Metadata entity

GenericEntity

Generic definition of metadata entity.

Biosample

Biosamples metadata entity.

Metadata entities. The goal of this module is to define the metadata entities that each archive uses. All the metadata is saved under the self.entity property, but the whole class can be accessed as a dictionary.

To make it easier for the users, it is expected that all properties can be accessed as a root property. The subclasses then must define how properties are accessed by defining “__setitem__”, “__getitem__” and “__contains__”. If unsure, look at the “Biosample” subclass to understand how this is implemented.

The base generic entity also defines a custom JSON encoder, to avoid JSON.dumps issues.
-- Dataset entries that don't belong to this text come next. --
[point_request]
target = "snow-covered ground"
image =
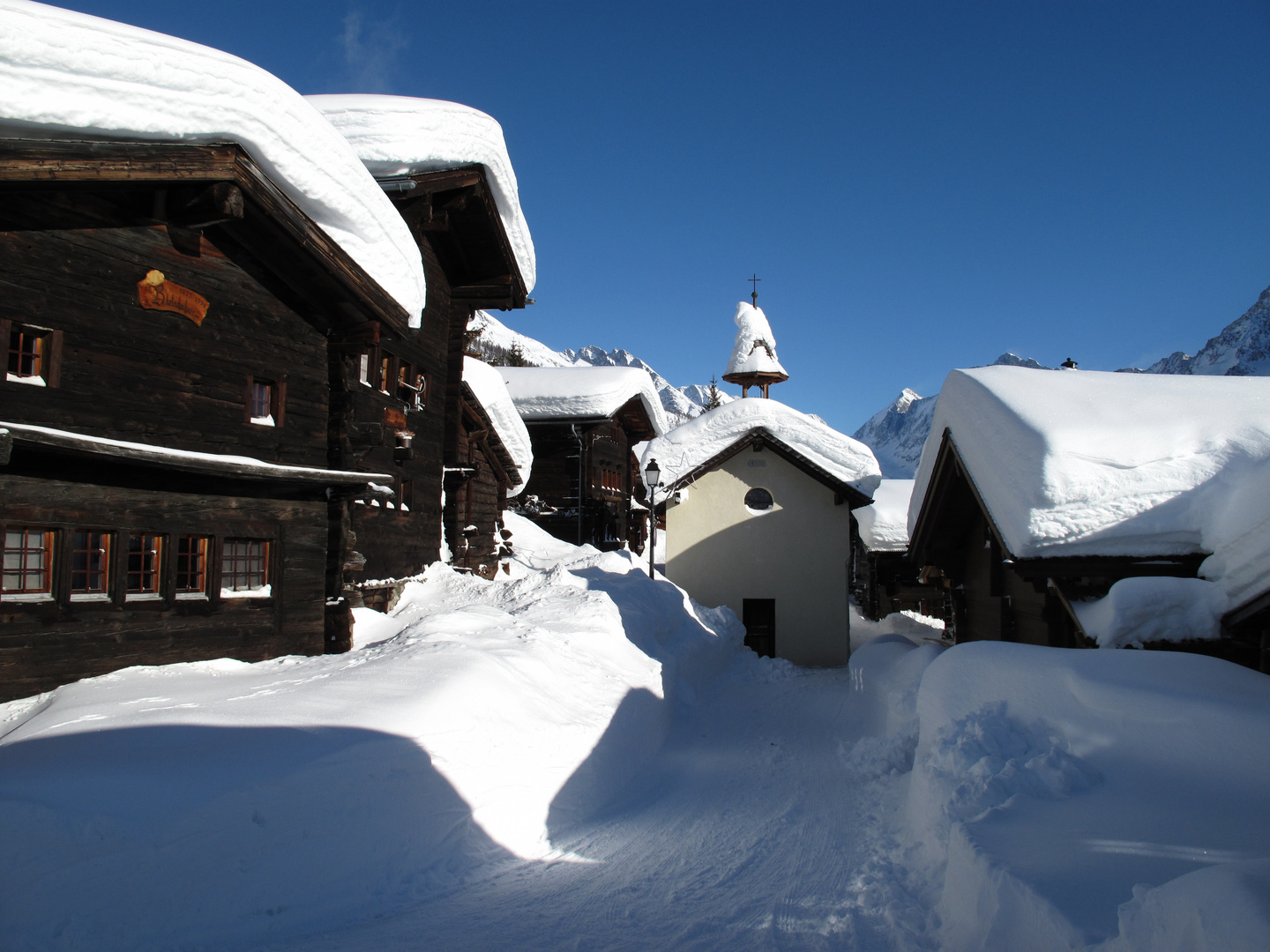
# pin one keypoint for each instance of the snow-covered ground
(578, 756)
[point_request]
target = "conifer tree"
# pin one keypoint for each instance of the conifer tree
(714, 398)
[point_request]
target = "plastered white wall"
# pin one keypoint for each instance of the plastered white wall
(796, 553)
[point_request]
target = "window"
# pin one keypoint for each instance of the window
(262, 401)
(32, 354)
(245, 569)
(90, 566)
(145, 566)
(412, 386)
(28, 564)
(192, 566)
(758, 501)
(265, 401)
(386, 375)
(758, 616)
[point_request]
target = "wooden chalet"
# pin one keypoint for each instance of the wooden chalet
(400, 390)
(176, 471)
(488, 470)
(995, 596)
(407, 409)
(883, 576)
(1104, 439)
(582, 423)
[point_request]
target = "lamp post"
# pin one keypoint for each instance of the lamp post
(652, 479)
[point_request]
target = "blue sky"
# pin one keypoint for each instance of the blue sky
(920, 185)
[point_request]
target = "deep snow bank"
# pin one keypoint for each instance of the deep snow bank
(404, 136)
(1054, 786)
(698, 441)
(221, 802)
(69, 75)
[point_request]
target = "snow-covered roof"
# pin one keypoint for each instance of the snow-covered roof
(190, 461)
(571, 392)
(1082, 462)
(884, 524)
(487, 383)
(69, 75)
(755, 348)
(404, 136)
(684, 449)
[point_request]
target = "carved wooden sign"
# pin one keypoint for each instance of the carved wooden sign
(158, 294)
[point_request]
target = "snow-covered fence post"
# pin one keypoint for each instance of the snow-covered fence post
(652, 479)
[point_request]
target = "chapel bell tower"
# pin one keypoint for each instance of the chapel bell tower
(753, 353)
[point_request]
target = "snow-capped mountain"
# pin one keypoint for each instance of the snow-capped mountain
(897, 433)
(1243, 349)
(497, 340)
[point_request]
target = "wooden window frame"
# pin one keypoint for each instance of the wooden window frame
(22, 593)
(150, 570)
(183, 570)
(230, 574)
(104, 550)
(277, 401)
(49, 357)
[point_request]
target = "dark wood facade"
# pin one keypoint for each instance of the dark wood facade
(476, 493)
(993, 596)
(585, 478)
(117, 555)
(883, 583)
(469, 264)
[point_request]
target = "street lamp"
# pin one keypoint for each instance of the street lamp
(652, 479)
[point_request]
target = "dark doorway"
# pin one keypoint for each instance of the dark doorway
(759, 619)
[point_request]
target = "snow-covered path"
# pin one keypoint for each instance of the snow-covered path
(748, 831)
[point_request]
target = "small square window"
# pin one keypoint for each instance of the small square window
(192, 566)
(28, 564)
(90, 566)
(145, 566)
(32, 354)
(245, 569)
(265, 401)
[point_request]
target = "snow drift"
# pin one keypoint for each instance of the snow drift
(404, 136)
(884, 524)
(755, 348)
(69, 75)
(224, 802)
(487, 383)
(563, 392)
(1117, 465)
(1050, 785)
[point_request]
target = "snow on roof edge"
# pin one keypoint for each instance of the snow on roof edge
(170, 456)
(407, 135)
(487, 385)
(696, 442)
(1094, 464)
(65, 74)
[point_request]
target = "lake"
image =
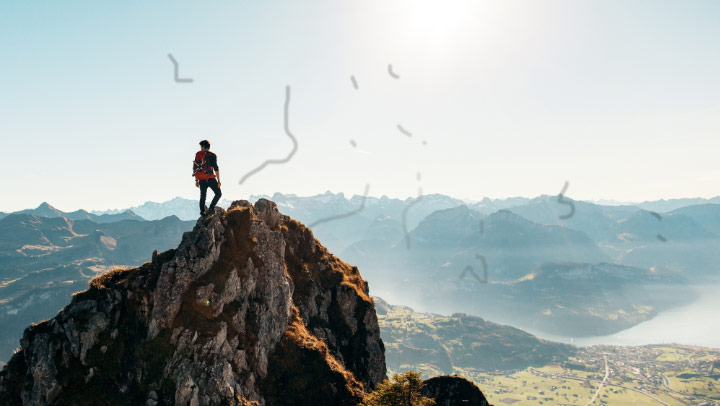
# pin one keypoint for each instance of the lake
(695, 324)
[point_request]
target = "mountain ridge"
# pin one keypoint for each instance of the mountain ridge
(249, 309)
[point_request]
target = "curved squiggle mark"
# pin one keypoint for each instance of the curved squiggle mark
(414, 202)
(393, 74)
(470, 269)
(176, 70)
(344, 215)
(289, 134)
(404, 131)
(568, 202)
(657, 215)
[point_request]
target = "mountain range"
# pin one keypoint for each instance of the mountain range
(514, 261)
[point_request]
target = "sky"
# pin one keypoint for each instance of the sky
(501, 98)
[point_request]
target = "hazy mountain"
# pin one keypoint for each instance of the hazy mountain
(706, 215)
(248, 309)
(29, 242)
(435, 344)
(448, 240)
(687, 247)
(661, 206)
(43, 260)
(598, 222)
(184, 209)
(46, 210)
(487, 205)
(571, 299)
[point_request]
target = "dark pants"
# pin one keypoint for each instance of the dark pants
(212, 184)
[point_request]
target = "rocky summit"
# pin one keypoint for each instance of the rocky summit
(249, 309)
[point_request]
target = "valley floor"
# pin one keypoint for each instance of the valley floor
(610, 375)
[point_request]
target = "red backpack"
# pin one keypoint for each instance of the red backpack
(202, 163)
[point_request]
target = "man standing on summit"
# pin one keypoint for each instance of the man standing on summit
(205, 171)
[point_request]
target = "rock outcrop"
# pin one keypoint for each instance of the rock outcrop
(452, 391)
(249, 309)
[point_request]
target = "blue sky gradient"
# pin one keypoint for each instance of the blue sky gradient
(513, 98)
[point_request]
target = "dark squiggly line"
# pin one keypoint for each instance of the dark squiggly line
(414, 202)
(289, 134)
(176, 71)
(567, 202)
(470, 269)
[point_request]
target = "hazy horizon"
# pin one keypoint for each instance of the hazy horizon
(605, 202)
(621, 99)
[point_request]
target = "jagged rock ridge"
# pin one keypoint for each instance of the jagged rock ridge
(249, 309)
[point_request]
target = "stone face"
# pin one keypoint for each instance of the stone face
(453, 390)
(249, 309)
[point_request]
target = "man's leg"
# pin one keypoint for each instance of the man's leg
(212, 182)
(203, 193)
Any class not serializable will be turned to string.

Mandatory arguments:

  • metadata_content: Metadata content for the entity, in JSON format.

  • field_mapping: Map <archive_key_name>:<metadata_content_key_name> in JSON format

  • keep_non_mapped_fields: Boolean, wether to keep the non-mapped fields.

Optional arguments:

  • verbose: set to True if you want INFO and above-level logging events. If not set or set to False, only WARNING and above will be displayed

Subclasses of GenericEntity must define the following methods/properties:

  • @GenericEntity.setter

  • id property

  • accession property

  • validate

  • flatten

  • dictionary special methods (‘__setitem__’, ‘__delitem__’, ‘__getitem__’, ‘__contains__’)

Subclasses of GenericEntity SHOULD define the following methods/properties:

  • guidelines

Aspects to improve:

  • Biosamples entity: taxonId or organism must be set up. Currently allows entities to be created without those fields.

  • Biosamples entity: Currently the root keys are hardcoded in the submodule. I wonder what would be the best way to indicate them without complicating the code and depending too much on external files. These are not bound to change much - but still, not good practice to have them in the code.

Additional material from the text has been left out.